South Africans fighting for the Israeli Defence Force in Gaza
Whether South Africa’s approach to its nationals fighting for the IDF will change trajectory in light of the Israel-Gaza War remains uncertain. It is worth noting that there is a history of South Africans fighting for the IDF. Equally so, threats of prosecution against South Africans fighting for the IDF are not new. In 2009, the Palestinian Solidarity Alliance and Media Review Network submitted a list of 75 South Africans to the National Prosecuting Authority alleging their involvement in the IDF. In 2014, another advocacy group opened a criminal complaint against South African Dean Goodson for fighting in the IDF. At the time, the Defence Ministry had indicated while it was aware of individuals participating in conflicts in the Middle East, no authorizations to do so were granted by South Africa.

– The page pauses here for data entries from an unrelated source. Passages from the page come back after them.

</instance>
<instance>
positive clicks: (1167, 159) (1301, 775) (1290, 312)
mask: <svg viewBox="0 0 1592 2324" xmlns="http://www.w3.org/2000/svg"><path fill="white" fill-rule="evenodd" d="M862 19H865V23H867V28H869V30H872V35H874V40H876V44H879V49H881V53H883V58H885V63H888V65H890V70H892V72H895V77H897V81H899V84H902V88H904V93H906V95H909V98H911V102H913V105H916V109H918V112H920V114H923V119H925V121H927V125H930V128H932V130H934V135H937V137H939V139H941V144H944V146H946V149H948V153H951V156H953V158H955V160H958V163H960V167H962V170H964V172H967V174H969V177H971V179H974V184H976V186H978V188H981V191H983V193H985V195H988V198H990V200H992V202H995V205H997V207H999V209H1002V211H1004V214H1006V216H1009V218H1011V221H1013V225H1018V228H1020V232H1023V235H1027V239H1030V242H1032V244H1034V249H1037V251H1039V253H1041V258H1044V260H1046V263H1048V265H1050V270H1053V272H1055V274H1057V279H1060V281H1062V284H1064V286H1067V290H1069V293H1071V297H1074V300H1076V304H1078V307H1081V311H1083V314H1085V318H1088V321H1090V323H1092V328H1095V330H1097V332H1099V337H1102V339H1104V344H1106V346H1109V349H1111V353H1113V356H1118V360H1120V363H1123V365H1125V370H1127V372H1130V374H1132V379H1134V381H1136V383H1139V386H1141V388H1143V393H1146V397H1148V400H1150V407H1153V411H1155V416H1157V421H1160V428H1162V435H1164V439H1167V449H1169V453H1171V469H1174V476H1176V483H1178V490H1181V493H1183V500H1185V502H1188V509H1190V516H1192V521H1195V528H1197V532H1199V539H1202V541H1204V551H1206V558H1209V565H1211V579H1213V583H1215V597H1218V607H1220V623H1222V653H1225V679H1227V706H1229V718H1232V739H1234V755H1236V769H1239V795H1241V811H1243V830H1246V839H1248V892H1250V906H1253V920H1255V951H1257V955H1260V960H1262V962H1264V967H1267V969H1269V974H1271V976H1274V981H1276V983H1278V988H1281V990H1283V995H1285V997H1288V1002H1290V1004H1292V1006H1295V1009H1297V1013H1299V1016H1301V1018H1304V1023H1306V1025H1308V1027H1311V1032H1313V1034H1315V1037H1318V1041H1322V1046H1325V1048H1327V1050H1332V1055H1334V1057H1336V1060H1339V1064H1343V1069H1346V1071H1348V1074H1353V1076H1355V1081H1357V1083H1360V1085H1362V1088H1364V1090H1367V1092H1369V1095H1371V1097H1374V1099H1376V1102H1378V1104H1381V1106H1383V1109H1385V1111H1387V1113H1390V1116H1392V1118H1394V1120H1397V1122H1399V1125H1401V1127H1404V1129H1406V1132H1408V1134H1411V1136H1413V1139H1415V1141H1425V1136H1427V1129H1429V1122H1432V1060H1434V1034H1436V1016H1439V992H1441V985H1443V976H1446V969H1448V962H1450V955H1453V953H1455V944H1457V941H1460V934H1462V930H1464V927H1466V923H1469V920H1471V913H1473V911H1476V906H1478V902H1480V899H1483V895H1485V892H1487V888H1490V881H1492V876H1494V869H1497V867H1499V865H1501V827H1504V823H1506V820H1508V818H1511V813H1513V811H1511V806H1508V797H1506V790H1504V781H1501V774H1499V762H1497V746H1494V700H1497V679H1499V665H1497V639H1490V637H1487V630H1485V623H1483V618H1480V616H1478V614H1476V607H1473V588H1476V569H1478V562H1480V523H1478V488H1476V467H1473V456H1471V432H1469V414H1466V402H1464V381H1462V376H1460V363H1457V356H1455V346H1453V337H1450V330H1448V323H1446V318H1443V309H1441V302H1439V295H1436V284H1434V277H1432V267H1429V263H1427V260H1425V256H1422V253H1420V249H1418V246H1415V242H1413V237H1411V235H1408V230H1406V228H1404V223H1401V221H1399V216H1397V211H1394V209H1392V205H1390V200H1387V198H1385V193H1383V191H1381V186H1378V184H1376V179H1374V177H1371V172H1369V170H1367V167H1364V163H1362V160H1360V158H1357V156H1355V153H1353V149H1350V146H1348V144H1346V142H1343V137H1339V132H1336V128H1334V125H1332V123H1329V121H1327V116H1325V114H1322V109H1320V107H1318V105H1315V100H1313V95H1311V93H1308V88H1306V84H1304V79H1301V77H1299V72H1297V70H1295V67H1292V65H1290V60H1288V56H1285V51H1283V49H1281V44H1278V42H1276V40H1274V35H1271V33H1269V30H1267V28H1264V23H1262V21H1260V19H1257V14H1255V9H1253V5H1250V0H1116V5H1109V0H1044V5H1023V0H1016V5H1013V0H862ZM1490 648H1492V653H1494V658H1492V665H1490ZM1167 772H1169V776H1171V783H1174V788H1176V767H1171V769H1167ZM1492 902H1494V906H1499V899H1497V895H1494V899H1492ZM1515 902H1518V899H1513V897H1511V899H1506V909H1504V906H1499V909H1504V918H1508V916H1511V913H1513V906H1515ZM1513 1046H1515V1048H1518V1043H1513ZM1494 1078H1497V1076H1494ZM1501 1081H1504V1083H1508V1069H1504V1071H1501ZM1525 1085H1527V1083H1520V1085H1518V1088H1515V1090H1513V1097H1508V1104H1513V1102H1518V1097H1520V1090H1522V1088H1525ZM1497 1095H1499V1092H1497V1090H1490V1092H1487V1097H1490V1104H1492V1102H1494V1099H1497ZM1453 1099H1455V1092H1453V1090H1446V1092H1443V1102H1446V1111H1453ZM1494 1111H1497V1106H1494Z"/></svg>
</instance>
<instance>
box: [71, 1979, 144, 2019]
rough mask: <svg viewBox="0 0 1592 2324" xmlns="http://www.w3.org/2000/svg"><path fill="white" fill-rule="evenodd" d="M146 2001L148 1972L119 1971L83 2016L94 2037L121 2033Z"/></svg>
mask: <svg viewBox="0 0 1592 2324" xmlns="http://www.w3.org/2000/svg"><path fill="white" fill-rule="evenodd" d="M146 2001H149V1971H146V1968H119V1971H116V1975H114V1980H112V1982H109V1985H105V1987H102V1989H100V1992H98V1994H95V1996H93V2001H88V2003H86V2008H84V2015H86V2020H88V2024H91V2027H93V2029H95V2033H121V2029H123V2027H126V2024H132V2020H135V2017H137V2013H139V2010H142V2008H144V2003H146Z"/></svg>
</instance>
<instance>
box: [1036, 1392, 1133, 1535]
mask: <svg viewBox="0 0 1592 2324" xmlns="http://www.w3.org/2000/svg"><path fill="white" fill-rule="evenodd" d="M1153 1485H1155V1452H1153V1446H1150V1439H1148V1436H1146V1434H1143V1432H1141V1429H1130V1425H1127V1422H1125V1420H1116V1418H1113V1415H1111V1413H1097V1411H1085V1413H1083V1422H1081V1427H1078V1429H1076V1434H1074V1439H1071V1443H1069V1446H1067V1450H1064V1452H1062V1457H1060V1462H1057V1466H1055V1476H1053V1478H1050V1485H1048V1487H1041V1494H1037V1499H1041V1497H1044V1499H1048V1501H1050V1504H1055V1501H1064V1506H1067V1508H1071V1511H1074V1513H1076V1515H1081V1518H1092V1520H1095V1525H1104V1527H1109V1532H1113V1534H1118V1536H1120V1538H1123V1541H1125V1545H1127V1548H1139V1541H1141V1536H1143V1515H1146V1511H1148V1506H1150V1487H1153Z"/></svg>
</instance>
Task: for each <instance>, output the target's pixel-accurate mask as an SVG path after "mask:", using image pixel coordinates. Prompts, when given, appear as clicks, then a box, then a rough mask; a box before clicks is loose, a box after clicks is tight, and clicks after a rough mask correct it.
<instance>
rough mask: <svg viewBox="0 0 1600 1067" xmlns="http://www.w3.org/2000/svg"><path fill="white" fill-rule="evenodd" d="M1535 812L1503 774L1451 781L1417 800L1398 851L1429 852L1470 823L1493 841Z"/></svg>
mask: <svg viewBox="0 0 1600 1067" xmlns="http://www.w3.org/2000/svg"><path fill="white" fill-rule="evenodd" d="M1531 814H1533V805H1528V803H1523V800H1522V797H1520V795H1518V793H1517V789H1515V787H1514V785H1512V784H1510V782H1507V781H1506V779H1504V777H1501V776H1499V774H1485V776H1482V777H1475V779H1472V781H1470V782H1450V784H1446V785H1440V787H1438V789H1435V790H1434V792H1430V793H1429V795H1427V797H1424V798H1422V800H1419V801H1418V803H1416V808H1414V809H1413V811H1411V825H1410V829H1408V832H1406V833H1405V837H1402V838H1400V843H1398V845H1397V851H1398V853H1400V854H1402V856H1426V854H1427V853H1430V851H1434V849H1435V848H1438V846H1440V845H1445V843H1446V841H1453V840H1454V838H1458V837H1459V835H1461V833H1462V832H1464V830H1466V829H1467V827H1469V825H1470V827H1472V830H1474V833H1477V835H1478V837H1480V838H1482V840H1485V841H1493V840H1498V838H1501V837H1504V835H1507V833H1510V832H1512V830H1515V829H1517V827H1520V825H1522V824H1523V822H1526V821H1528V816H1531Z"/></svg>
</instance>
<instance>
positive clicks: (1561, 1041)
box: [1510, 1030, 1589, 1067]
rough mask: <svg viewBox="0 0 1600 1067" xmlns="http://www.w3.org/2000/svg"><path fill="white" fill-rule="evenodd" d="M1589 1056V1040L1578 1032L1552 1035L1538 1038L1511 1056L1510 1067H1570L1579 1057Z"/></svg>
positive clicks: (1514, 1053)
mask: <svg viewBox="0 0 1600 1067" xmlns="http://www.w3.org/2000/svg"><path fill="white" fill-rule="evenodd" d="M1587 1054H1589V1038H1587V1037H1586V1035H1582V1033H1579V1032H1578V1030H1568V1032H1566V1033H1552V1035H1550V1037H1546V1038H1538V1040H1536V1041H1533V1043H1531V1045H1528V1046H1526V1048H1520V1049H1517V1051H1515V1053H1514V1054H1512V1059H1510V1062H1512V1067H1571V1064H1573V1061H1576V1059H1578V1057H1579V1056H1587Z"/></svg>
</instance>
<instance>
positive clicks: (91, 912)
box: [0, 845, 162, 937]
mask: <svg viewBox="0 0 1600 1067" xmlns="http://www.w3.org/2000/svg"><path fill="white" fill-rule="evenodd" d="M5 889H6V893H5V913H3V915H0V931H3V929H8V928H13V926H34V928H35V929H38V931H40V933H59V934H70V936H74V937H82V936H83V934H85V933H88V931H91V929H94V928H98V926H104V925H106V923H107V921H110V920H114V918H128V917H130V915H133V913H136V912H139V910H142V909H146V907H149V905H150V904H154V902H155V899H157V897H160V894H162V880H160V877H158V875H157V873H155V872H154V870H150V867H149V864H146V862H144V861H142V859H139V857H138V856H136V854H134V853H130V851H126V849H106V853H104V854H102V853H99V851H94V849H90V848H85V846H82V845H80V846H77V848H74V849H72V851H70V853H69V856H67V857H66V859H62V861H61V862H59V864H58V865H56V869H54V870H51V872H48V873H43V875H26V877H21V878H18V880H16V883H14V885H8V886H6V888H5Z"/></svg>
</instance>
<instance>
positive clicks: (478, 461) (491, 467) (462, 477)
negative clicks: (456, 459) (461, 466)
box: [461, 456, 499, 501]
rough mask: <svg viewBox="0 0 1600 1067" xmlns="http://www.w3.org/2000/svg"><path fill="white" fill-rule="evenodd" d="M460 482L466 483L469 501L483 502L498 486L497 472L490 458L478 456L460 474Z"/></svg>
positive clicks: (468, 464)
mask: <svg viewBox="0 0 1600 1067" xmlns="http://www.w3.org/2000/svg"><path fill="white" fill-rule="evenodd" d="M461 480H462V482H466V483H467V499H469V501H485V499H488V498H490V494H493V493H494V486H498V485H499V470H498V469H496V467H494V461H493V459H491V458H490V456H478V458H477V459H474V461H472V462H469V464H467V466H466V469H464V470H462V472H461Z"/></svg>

Despite several attempts to have authorities investigate the involvement of South Africans, there has yet been no prosecution of a South African for fighting for the IDF. Lack of evidence has been consistently cited as a reason for non-prosecution (see here and here). At the same time, with the ongoing situation in the Gaza Strip, a criminal case against an individual fighting for the IDF has recently been lodged at the Cape Town Central Police. The case puts forward two criminal complaints against a South African for their participation in the IDF. In so far as a violation of the 1998 Act concerns, the complaint alleges that based on Instagram posts, the individual in question is either a full-time or voluntary member of the IDF rendering ‘military assistance’ within the meaning of the Act. In addition, the second of the two complaints alleges that the individual’s involvement in the IDF and their active duty in Gaza may be ‘prima facie evidence’ that they participated in conduct ‘plausibly’ prohibited by the Rome Statute. Such conduct includes the international crimes of genocide, crimes against humanity and war crimes. While it is uncertain whether the complaint suggests this possibility by the mere fact of the individual’s presence and participation in the IDF, it is yet to be seen how authorities will respond given both South Africa’s membership in the International Criminal Court (and its domestication of the Rome Statute granting it jurisdiction over these crimes) and its pending case of genocide against Israel before the International Court of Justice.
As has been recently pointed out by Nel, given the poor track record of prosecutions under the 1998 Act, it is open to question whether South Africa will indeed prosecute individuals fighting for the IDF. With the 2006 Act not yet in operation, this may serve as a further impediment to the government’s hard-line stance on South Africans involved in foreign armed conflicts. At the same time and despite bold statements, it would seem that authorities have a history of turning a blind eye to the involvement of South Africans in foreign armed conflicts. The ongoing Russian invasion of Ukraine, where it is speculated that several dozen South Africans are involved on either side, is another example of the government’s apparent inaction (see and here). Most notable however remains the involvement of South Africans in the conflict in Mozambique. South Africa’s selectivity and inaction raises serious questions about its lack of consistency in upholding its own legislation uniformly.